Disadvantages would include the risk assumed by customers in shouldering the financial burden for all future liabilities from PG&E’s aging electric grid. A cooperative would also have to settle on fair value with PG&E, a deal that could be difficult to strike given the company’s reluctance to sell.

S. David Freeman, former head of the Los Angeles Department of Water and Power and the Tennessee Valley Authority, said an electric cooperative would have a huge task ahead to remake PG&E into a safer utility.

But he said it is “nothing bigger than what TVA took on in the 1930s” providing services to the Tennessee Valley during the Great Depression. He added that “a public agency will be devoted to keeping the lights on and not burn down people’s homes, and will charge whatever is needed to make that happen.”

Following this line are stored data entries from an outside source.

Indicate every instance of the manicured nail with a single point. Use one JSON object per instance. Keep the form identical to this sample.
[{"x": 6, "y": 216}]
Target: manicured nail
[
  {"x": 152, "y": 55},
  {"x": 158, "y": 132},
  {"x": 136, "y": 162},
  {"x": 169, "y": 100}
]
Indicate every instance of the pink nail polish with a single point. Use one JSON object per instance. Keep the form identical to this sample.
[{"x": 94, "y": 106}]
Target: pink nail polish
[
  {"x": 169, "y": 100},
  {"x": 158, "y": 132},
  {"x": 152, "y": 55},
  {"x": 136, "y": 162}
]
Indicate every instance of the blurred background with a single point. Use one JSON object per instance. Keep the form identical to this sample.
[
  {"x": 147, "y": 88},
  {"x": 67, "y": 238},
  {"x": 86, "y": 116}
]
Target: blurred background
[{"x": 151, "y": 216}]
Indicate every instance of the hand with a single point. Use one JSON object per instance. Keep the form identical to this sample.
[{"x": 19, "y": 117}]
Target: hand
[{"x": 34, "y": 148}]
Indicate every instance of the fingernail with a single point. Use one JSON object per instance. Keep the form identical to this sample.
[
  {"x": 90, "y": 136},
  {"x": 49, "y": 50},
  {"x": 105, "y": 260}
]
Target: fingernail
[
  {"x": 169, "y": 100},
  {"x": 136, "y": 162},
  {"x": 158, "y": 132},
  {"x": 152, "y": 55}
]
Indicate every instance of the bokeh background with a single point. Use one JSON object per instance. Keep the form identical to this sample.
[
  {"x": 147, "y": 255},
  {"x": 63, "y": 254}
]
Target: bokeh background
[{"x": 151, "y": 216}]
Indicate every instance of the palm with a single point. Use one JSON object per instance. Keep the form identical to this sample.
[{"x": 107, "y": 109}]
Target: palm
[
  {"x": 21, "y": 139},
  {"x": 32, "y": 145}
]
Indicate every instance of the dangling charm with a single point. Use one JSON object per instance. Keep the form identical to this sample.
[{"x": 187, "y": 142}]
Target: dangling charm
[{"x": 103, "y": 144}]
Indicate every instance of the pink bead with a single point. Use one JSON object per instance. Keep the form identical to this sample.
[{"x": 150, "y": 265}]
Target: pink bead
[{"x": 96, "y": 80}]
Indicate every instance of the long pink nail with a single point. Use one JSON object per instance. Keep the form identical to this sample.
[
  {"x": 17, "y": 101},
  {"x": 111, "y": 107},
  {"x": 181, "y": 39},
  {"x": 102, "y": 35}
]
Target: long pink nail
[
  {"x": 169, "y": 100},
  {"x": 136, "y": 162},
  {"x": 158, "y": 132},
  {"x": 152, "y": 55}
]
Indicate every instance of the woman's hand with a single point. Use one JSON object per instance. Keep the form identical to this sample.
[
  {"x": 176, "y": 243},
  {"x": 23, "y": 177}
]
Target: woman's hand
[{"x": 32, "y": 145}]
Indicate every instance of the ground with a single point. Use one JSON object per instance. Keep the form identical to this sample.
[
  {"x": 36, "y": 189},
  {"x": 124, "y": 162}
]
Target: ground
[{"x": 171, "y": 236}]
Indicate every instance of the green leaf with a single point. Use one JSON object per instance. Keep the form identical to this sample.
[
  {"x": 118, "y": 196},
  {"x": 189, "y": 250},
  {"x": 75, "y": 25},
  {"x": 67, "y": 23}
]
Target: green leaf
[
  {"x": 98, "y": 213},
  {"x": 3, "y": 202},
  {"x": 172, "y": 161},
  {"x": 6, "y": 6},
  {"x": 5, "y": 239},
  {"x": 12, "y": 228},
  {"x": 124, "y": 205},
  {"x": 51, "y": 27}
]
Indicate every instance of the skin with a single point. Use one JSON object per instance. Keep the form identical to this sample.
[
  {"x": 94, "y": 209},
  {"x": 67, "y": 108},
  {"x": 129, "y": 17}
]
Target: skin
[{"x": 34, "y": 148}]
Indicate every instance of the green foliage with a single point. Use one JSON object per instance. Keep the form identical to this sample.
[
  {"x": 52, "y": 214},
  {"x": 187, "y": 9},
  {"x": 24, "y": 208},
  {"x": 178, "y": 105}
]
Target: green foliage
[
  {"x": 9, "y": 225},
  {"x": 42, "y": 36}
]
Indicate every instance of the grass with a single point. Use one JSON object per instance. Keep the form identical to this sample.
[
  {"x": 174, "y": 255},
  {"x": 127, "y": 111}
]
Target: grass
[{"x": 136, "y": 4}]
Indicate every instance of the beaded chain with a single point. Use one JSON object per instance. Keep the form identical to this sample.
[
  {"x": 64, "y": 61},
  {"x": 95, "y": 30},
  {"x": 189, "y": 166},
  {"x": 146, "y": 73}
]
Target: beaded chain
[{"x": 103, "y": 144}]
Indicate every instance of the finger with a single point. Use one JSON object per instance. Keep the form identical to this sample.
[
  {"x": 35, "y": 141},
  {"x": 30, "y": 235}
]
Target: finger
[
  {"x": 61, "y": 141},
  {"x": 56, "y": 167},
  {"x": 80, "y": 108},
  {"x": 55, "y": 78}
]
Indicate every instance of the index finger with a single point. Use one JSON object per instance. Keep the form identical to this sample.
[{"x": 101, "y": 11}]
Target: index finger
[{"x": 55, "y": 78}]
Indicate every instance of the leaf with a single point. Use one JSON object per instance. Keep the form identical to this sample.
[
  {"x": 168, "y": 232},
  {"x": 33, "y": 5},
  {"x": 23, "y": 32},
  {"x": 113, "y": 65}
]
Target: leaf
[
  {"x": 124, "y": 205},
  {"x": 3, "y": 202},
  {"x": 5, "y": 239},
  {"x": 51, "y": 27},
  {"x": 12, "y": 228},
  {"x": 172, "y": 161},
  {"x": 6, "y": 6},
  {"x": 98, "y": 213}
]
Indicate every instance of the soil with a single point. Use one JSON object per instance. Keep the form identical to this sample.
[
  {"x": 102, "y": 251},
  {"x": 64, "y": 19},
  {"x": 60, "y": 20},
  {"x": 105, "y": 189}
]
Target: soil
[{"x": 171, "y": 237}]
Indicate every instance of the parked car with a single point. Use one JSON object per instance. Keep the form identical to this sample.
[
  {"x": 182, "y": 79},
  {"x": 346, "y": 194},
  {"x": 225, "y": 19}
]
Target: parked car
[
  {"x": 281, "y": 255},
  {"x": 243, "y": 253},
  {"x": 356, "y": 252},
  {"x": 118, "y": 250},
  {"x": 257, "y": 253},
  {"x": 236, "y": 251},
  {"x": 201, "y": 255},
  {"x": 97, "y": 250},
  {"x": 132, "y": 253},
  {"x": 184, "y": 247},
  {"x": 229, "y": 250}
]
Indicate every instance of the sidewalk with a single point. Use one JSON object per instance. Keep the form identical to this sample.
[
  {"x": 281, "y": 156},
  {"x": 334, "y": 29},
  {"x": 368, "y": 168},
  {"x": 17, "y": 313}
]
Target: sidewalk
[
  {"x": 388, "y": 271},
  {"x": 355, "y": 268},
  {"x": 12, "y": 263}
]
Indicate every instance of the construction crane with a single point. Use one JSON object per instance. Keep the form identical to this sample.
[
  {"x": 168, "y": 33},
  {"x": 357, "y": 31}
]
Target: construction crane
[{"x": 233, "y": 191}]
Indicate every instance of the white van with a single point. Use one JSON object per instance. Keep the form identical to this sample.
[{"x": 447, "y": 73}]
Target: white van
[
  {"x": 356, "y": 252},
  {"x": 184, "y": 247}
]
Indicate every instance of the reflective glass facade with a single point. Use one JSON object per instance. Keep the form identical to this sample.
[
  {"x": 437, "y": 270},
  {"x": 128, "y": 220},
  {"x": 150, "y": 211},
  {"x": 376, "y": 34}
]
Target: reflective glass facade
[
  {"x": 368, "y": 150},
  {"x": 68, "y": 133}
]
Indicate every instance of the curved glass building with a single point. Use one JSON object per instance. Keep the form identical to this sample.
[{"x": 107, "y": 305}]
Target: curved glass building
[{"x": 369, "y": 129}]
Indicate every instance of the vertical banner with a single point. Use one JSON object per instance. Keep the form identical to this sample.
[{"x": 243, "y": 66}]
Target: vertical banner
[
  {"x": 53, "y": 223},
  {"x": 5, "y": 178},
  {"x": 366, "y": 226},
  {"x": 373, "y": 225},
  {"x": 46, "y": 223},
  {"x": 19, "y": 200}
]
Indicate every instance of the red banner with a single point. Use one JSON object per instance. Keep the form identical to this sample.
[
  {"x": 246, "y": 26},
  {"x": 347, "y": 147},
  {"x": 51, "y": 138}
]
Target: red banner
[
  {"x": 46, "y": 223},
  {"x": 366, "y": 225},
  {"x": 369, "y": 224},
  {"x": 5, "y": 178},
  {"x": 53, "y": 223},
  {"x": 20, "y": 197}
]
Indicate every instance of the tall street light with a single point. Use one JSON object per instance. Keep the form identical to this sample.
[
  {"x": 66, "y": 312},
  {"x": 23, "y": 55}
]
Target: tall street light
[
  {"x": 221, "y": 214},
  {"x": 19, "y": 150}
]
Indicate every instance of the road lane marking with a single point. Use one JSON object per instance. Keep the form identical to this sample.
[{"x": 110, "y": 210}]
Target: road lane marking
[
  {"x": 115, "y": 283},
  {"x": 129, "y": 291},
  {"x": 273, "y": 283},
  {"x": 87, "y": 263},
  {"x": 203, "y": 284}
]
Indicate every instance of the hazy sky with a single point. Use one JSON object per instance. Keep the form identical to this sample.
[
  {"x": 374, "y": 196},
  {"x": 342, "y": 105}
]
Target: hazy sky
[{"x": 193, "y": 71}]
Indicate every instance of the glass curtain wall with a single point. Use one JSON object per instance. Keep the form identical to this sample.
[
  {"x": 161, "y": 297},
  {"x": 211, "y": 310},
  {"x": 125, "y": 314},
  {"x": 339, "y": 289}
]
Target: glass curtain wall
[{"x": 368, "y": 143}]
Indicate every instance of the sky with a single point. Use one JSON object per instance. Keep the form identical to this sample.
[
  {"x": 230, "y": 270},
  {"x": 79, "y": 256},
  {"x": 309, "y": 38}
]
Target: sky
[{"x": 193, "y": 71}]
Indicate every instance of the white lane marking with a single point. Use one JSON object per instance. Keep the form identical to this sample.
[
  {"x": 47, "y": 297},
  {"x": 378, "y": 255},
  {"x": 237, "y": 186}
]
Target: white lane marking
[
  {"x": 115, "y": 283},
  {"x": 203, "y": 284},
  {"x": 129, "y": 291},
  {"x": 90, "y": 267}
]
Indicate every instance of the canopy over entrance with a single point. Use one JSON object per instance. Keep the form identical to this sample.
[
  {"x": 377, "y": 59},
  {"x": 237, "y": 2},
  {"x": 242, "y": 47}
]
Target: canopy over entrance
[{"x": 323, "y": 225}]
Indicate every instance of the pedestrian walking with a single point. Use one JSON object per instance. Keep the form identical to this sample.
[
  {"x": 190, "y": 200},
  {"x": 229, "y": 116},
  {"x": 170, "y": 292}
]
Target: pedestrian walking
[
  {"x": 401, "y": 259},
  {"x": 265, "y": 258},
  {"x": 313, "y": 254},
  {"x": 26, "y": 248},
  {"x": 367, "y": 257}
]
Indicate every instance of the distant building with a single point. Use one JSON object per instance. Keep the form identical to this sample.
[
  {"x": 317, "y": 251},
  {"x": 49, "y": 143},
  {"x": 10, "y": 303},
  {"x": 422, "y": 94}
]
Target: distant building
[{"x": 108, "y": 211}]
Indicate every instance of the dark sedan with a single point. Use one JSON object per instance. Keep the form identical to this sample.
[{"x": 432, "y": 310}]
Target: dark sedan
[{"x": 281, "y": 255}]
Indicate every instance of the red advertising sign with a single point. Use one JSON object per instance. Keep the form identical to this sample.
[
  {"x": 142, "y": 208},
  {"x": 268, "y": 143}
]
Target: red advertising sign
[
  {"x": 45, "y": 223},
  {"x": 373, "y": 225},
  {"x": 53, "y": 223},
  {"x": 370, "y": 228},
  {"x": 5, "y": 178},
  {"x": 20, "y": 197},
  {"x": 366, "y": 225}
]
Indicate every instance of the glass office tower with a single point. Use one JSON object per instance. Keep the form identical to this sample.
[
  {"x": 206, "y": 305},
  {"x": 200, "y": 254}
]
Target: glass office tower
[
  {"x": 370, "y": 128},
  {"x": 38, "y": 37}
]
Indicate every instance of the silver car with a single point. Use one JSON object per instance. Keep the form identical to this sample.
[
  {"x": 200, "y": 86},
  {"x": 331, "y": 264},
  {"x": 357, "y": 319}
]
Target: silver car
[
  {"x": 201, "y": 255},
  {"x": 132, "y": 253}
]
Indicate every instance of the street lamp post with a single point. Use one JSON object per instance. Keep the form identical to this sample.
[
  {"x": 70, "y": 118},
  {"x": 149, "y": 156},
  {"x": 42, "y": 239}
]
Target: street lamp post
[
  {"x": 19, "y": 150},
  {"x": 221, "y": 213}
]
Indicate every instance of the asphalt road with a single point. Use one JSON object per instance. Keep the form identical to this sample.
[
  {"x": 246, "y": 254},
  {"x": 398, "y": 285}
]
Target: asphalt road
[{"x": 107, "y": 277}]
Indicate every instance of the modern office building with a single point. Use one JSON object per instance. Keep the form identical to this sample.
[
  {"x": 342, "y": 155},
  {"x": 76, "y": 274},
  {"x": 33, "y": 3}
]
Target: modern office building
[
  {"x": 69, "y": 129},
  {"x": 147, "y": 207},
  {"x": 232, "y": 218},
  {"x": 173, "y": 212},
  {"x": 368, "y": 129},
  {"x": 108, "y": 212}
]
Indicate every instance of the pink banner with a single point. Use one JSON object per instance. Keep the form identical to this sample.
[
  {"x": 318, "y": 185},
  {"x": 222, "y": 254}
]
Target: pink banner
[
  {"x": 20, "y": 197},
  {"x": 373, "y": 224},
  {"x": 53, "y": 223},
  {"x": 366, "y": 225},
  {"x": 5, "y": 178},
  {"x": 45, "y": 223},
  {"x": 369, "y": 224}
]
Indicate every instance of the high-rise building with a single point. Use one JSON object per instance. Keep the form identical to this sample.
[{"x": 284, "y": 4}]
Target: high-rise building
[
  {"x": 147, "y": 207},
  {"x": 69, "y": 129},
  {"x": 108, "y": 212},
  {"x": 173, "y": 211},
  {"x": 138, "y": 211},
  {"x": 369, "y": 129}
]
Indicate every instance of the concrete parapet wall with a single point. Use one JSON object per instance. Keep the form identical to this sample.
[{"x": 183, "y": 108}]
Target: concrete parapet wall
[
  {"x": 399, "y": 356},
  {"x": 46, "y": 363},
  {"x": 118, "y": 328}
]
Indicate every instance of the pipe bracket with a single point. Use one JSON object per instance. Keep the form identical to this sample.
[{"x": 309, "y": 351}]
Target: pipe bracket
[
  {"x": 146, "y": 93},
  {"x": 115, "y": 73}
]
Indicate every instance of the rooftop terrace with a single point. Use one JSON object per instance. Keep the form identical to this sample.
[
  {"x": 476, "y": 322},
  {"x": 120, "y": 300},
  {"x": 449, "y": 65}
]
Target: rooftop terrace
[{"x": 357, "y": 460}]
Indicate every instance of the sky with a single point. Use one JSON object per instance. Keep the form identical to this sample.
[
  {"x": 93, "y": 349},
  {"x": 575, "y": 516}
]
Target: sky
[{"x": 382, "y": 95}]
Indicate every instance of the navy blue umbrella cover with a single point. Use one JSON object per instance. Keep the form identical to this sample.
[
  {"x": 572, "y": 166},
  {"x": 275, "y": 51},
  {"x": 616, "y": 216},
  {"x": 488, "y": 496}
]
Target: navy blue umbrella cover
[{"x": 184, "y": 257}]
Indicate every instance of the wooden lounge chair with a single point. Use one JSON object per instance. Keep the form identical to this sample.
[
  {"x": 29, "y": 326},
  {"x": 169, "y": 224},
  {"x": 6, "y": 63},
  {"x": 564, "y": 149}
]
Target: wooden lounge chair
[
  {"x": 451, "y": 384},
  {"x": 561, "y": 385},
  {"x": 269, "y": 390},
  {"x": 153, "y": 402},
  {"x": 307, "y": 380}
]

In a draft of a letter sent to the utilities commission and the governor, which was reviewed by the Journal, coalition members said they aren’t pursuing public ownership because of “mere anger or angst” at PGE’s power shut-offs but because they think the utility has to be “re-imagined.”

The coalition wrote that the bankruptcy proceeding has brought Wall Street investor groups into conflict, creating a “spectacle, without regard for what will be left behind when the financial players inevitably leave the scene.”

“We face the need for a completely re-engineered and reconstructed system to adapt to the realities of climate change and poorly maintained infrastructure,” the letter to the CPUC and Mr. Newsom says. “PG&E cannot meet these challenges if it stumbles out of bankruptcy, barely able to raise capital, and suffering prohibitive costs.”

In addition to San Jose, Oakland and Sacramento, Mr. Liccardo said the coalition has garnered support from mayors representing Berkeley, Chico, Cotati, Elk Grove, Hayward, Modesto, Petaluma, Redding, Richmond, Santa Cruz, Scotts Valley, Sonoma, Stockton, Sunnyvale and Windsor. He said commission chairs from Marin, Santa Cruz, San Benito and Yolo counties also are supporters.